The Hospital for Sick Children
The development of the neural projections responsible for sound frequency representation in the central auditory system.

Abstract
The understanding of language, and the abilities to read and write are skills which develop in children based on the proper function of the senses of hearing and vision, as well as a range of higher-level brain processing mechanisms. Brain cell (neuron) activity, or rather the collected activity of arrays of neurons, forms the fundamental building blocks of the very complex brain functions required for language and reading skills. This proposal concerns the development and function of these arrays of neurons, particularly those concerned with hearing. The research focuses on a very fundamental aspect of the structure of the auditory system, namely the way in which complex sounds such as speech are coded and represented in the auditory brain. Speech sounds are received by the cochlea of the inner ear and the frequency components in the sounds are immediately analyzed and represented as a pattern of electrical signals in the array of neurons that make up the cochlear nerve (VIIIth cranial nerve). This pattern of neural activity, which represents the speech signal, is transmitted through the lower parts of the brain (brain stem, midbrain, and thalamus) to the auditory centres of the cerebral cortex.

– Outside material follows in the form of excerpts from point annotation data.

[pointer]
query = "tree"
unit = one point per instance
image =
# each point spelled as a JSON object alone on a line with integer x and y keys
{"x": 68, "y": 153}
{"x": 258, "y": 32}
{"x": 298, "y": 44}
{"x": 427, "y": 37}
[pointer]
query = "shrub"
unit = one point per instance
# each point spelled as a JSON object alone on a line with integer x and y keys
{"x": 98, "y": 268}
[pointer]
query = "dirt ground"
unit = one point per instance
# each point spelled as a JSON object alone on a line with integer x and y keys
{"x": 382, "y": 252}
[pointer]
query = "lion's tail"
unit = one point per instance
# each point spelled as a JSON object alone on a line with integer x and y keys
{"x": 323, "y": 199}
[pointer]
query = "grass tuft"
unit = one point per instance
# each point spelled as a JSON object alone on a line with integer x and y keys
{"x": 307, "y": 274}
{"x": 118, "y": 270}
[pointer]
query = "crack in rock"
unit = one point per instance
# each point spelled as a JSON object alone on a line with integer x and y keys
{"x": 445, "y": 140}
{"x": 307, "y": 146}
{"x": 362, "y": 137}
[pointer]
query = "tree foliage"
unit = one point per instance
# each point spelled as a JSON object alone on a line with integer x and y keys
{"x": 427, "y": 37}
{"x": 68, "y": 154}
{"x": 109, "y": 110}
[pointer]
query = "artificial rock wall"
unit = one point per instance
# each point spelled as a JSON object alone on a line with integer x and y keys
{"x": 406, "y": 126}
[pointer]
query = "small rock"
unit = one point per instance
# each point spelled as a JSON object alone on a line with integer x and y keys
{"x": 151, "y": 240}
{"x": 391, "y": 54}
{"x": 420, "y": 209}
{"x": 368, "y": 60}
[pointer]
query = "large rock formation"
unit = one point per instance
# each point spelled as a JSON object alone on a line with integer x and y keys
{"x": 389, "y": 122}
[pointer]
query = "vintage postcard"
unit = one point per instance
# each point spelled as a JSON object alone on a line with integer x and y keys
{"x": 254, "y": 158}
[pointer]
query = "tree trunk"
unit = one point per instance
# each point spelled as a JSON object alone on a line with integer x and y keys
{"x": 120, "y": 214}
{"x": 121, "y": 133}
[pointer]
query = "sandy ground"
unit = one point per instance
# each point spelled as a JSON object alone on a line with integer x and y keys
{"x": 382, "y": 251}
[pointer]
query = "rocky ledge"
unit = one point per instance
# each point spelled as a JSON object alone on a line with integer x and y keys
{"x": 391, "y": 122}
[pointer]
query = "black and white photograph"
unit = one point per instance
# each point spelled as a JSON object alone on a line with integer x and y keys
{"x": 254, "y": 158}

Thus the speech signal is now represented at the levels of the brain where it can be identified, compared with stored memory patterns, correlated with visual images etc. It is at this level of the brain where the representations of speech signals can be strung together, with certain rules which define language, and where these patterns can be correlated with visual images of the written word. This structure of the auditory pathways which allow the speech sounds to be coded in the brain is called the “tonotopic” organization. Without a good tonotopic organization to transmit speech information from the ears to the cortex, there will be poor speech understanding, and abnormal development of language and literacy skills. It is the development of these tonotopic representations in the auditory brain that the researchers wish to study. They will look at how the normal tonotopic pathways develop, as well as what can go wrong in early development to produce an inadequate system, i.e. one which would result in an impairment of language and reading skills later in life.


Last Modified: July 11 2002 08:49:44.